Despite the roller-coaster ride that investors were taken on this year, closed-end funds, or CEFs, generally came out ahead in 2011. During the year, numerous funds were launched, closed, open-ended, and merged, including the merging of numerous state and national municipal funds. Overall, we saw an increase in the number of CEFs in existence: At the close of 2010, there were 625 funds, and, at 2011's year-end, there were 631 funds.
Of the 614 CEFs in existence at the close of the market on Dec. 28 with a full year's track record, 464 posted positive net asset value and 425 posted positive share-price total returns for the year. At the 2011 midpoint, losses were relatively mild-- only two funds posted double-digit NAV losses and four posted double-digit share-price losses during the first half of the year. The second half of the year was rockier, with 59 funds posting double-digit NAV losses and 86 posting double-digit share-price losses during the year.

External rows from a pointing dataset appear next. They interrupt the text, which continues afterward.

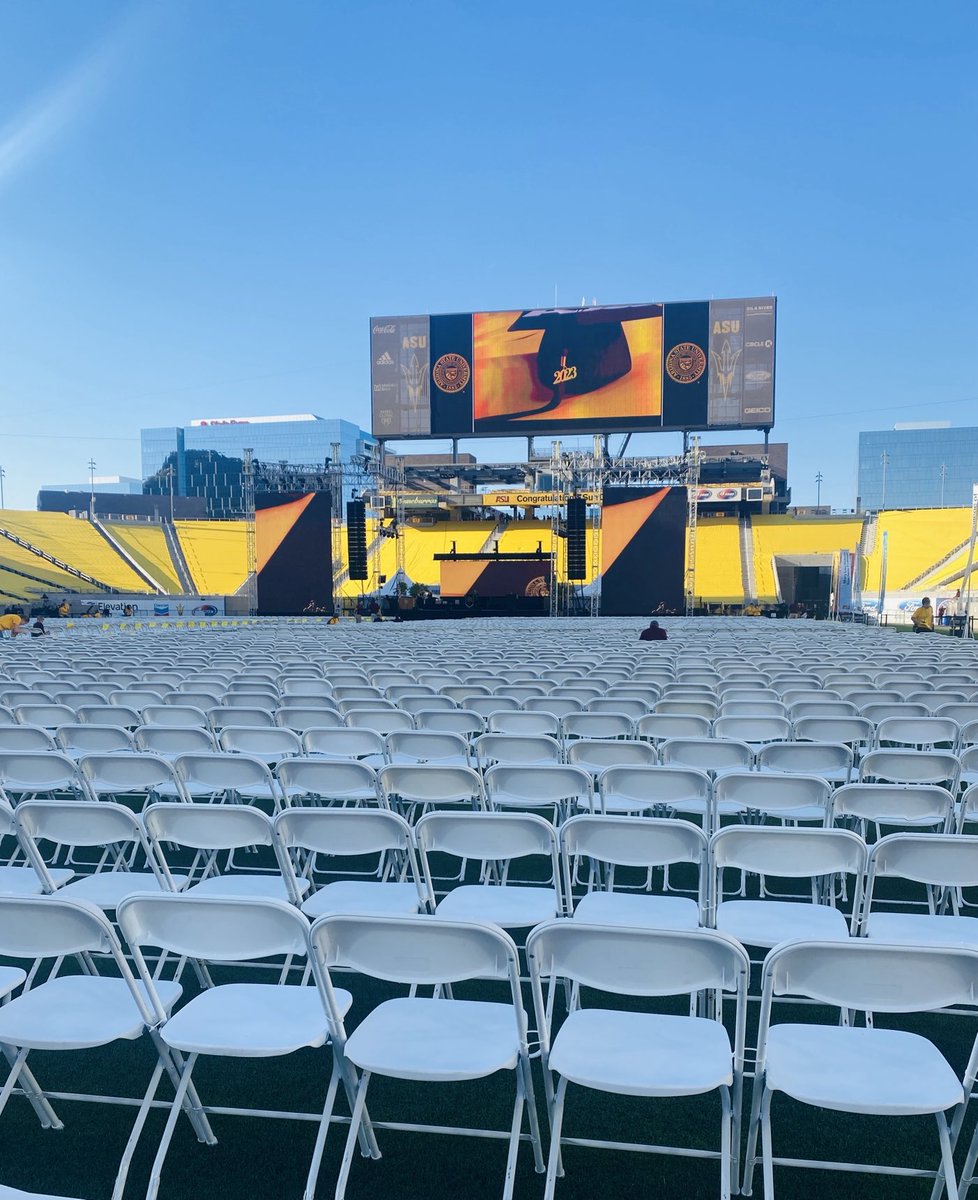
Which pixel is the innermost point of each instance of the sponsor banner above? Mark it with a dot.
(535, 499)
(400, 376)
(742, 363)
(685, 379)
(451, 376)
(603, 369)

The first table below shows the best- and worst-performing CEFs based on a NAV, total return basis (this includes distributions). Looking at NAV allows you to tell how the portfolio itself is performing, instead of how the market expects the portfolio will be performing. The most dramatic shift was seen in the top-performing funds as, during the first half of 2011, three of the top-performing funds were health/biotech funds (these funds were generally flat for the remainder of 2011). For the worst-performing funds, three individual funds appearing on the list changed, but the category and investment style of the funds remained similar. At the midpoint, three of the funds on the list invested in Asian equities and one invested in emerging-markets equities.

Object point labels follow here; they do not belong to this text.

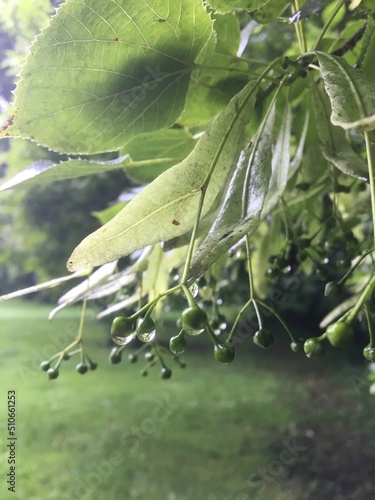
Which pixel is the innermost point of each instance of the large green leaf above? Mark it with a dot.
(155, 152)
(225, 6)
(104, 72)
(44, 172)
(335, 146)
(167, 207)
(282, 169)
(243, 204)
(352, 96)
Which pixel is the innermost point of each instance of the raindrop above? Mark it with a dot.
(146, 337)
(123, 340)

For the full year, the top NAV performers were all municipal funds, which saw a resurgence in popularity after a quick and deep decline at the end of 2010. Topping the best-performing funds based on NAV are three of the four Build America Bond funds. The top performer, BlackRock Build America Bond BBN, which gained nearly 34% this year, is the largest Build America Bond fund in existence with $1.2 billion in net assets. This fund also landed on the top-performing funds sorted by share-price appreciation over the year (up 33%). During 2010, after the launch of the Build America Bond program, four CEFs were launched that focused on investing solely in these taxable municipal bonds. The program was discontinued at the end of last year, but the funds remain popular among investors. Each of the four Build America Bond funds saw a narrowing of discounts over the past year and each posted double-digit share-price and NAV returns during 2011.
A broad theme of the funds appearing on the worst-performing list is exposure to emerging markets. This should not be surprising as these markets are volatile and have suffered in the current "risk off" environment. Short-term volatility ought to be expected from these funds, but, despite some large losses this year, each of the funds has posted positive three-year returns on an annualized basis. The worst-performing fund for the year, MS India Investment IIF, was also the worst-performing fund (based on NAV performance) at 2011's midpoint. The fund lost nearly 40% this year. Also making a repeat appearance on this list is the third-worst-performing fund this year, India Fund IFN. The fund is down nearly 36% on NAV this year. Both IIF and IFN, however, have been victims of poor performance in the Indian markets this year. The BSE 100 India Index, for example, is down more than 25% this year. And IFN recently changed managers and is now sponsored by Aberdeen. Such changes often have short-term effects on performance.
It's not surprising to see RMR Asia Pacific Real Estate RAP on this list either. The fund has been negatively affected by the speculative real estate bubbles in Asia. RAP is also in the midst of a merger with RMR Real Estate Income RIF. Shareholders of RIF will receive shares of RAP when the merger is complete, which is currently expected to be Jan. 20, 2012.